途中で飢えた難民の一群に遭遇したならば、止まって食料や水を提供すべきだろうか。行為主体が個人であれば、それが行うべき援助にちがいない。しかし難民高等弁務官の行うべき責任ある行為は、難民対策本部へ一刻も早く到着し、現地の情勢を把握したうえで指示をだすことだろう。行為者が難民高等弁務官であるとき、個人としての行為に求められるものは不問に付される、もしくは優先順位からみて後回しになる。

 一方で、個人としての行為より、機構や制度を体現する行為を常に優先して選択しなければならないとも言えない。従業員の解雇を最小限にとどめるため会社の再建に奔走している証券会社のCEOを考えてみよう。家庭を顧みる時間もなく、思春期の子供は荒む一方で、家庭は崩壊状態。よくある風景の一つかもしれない。おそらくこの人物にとっては子供のため、家族のため、CEOの辞任も1つの選択肢にちがいない。
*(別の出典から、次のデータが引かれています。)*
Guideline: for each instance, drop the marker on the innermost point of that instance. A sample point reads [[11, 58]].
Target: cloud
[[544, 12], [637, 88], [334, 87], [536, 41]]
 人間としてどのような行為の主体であるべきか、迷うときがある。「愛の秩序」から考えて、脚下照顧、まず家族へと思いをいたすべき状況もあるだろう。

 個人の行為の半径は小さい。それにともなって、おのずと責任の範囲も狭まってくる。個人のレベルで考えれば世界の不平等や不公平に責任があるわけではない。アフリカの飢えた子供と先進諸国の飽食で肥満に悩む現代人が共存するいびつな世界も、やむをえない現実である。だが機構や制度を体現している行為者のレベルでは、こうした不平等、不公平の問題に取り組み、克服すべきであろう。